La silice amorfa (es. gel di silice, diatomite, silice precipitata) ha una struttura atomica disordinata e non presenta la stessa tossicità fibrogena della silice cristallina. La IARC non ha classificato la silice amorfa come cancerogeno Gruppo 1. La silice cristallina (quarzo, cristobalite) ha una struttura reticolare ordinata che le conferisce proprietà biologicamente attive: una volta inalata, le particelle interagiscono con i macrofagi alveolari innescando il processo fibrogeno che porta alla silicosi. La distinzione è fondamentale ai fini della valutazione del rischio professionale.
Qual è il valore limite di esposizione professionale per la silice cristallina?
Il valore limite di esposizione (VLE) per la silice cristallina respirabile (quarzo) è fissato a 0,1 mg/m³ come media ponderata su 8 ore (TWA) dalla Direttiva europea 2017/164/UE. Per la cristobalite il limite è 0,05 mg/m³. Questi valori si riferiscono alla frazione respirabile (particelle con diametro aerodinamico ≤ 4 µm che raggiungono gli alveoli polmonari), non alla polvere totale.
In quali settori si è più esposti alla silice cristallina?
I settori con maggiore rischio di esposizione a silice cristallina respirabile sono: lavorazione della pietra naturale e artificiale (specialmente agglomerati di quarzo con SiO₂ > 90%), costruzioni e demolizioni (taglio di calcestruzzo e muratura), ceramica e laterizi, fonderie, estrazione mineraria e cave. Negli ultimi anni è emerso un rischio molto elevato per i lavoratori che tagliano e levigano piani cucina e rivestimenti in quarzo agglomerato, con casi di silicosi accelerata anche in soggetti giovani.
Quali DPI respiratori sono adeguati per la protezione dalla silice cristallina?

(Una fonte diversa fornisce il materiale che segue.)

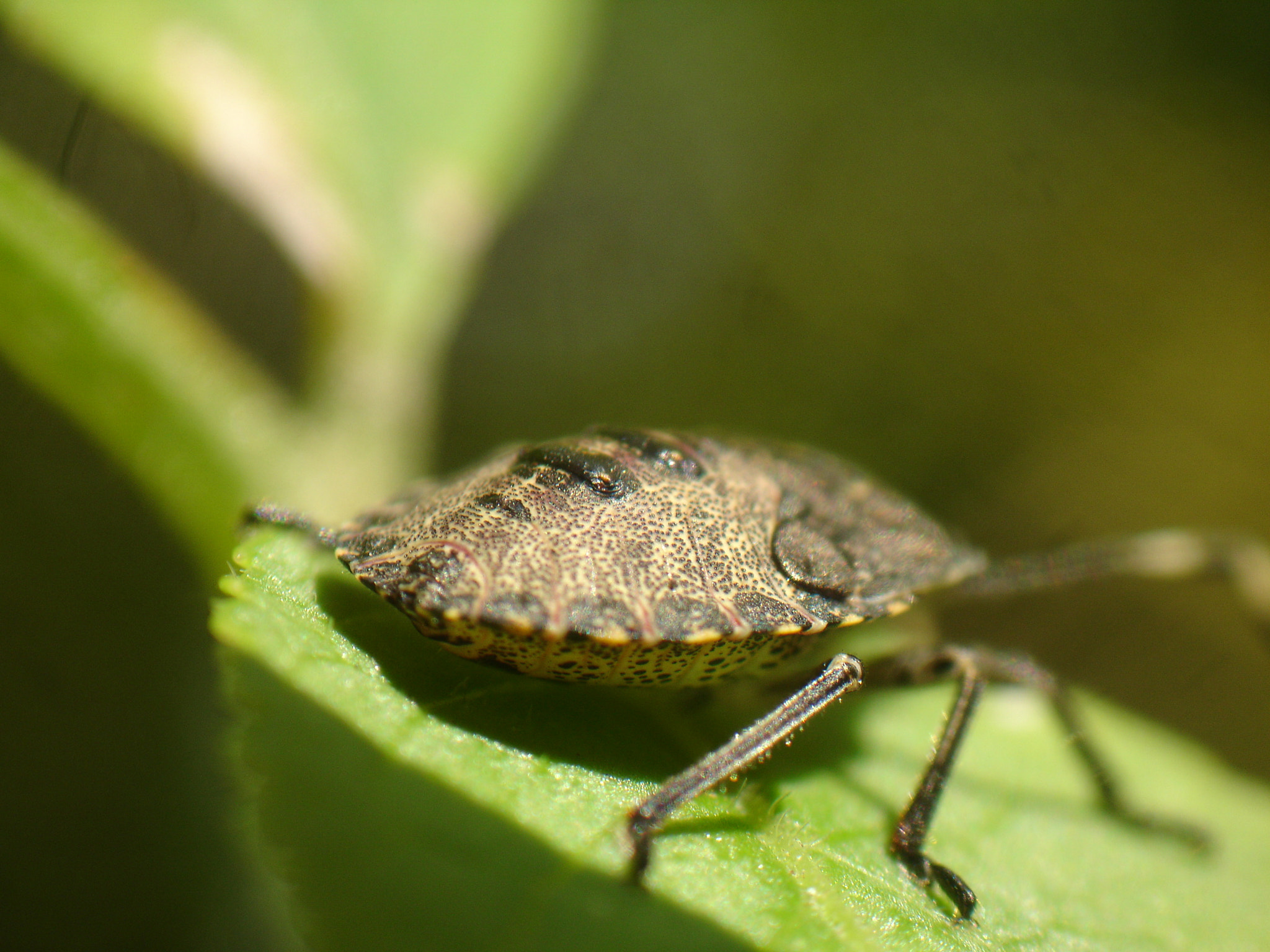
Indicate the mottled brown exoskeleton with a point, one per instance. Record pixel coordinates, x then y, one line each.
655 559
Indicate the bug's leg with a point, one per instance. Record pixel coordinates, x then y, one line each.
277 516
841 674
977 668
908 838
1165 553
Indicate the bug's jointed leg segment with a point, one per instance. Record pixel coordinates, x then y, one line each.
975 668
841 674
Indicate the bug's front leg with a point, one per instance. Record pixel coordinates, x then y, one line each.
841 674
975 668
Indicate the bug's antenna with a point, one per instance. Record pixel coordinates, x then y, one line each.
73 134
1165 553
278 516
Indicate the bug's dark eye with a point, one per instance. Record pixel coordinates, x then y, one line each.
657 451
600 471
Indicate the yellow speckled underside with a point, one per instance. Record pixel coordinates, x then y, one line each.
670 664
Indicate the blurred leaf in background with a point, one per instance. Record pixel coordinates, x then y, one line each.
1014 260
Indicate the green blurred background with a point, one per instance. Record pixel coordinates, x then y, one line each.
1015 259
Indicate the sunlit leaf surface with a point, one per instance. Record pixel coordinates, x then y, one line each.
408 796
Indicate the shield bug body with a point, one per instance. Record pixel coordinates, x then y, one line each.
668 560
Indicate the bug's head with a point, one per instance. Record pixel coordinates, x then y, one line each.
615 535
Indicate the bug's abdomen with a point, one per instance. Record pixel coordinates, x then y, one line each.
578 658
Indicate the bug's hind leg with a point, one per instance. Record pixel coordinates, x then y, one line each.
974 669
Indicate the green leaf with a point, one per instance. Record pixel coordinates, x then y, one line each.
125 356
409 798
380 141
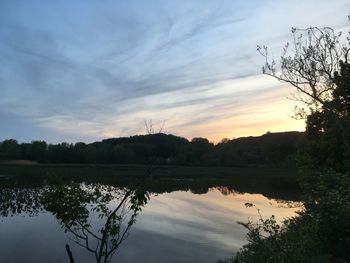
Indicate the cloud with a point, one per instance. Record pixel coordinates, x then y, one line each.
90 70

Per la protezione dalla silice cristallina si utilizzano dispositivi di protezione delle vie respiratorie (DPIVRE) con efficienza filtrante almeno P3 (≥ 99,95% di efficienza per particelle respirabili). Le opzioni includono: facciali filtranti monouso FFP3 (per esposizioni non molto superiori al VLE), semimaschere o maschere intere con filtro P3 sostituibile, sistemi motorizzati filtranti (PAPR) con filtro P3, o autorespiratori e sistemi ad adduzione d'aria per le esposizioni più elevate. Il tipo di DPI si sceglie in base al fattore di protezione assegnato e al livello di esposizione misurato.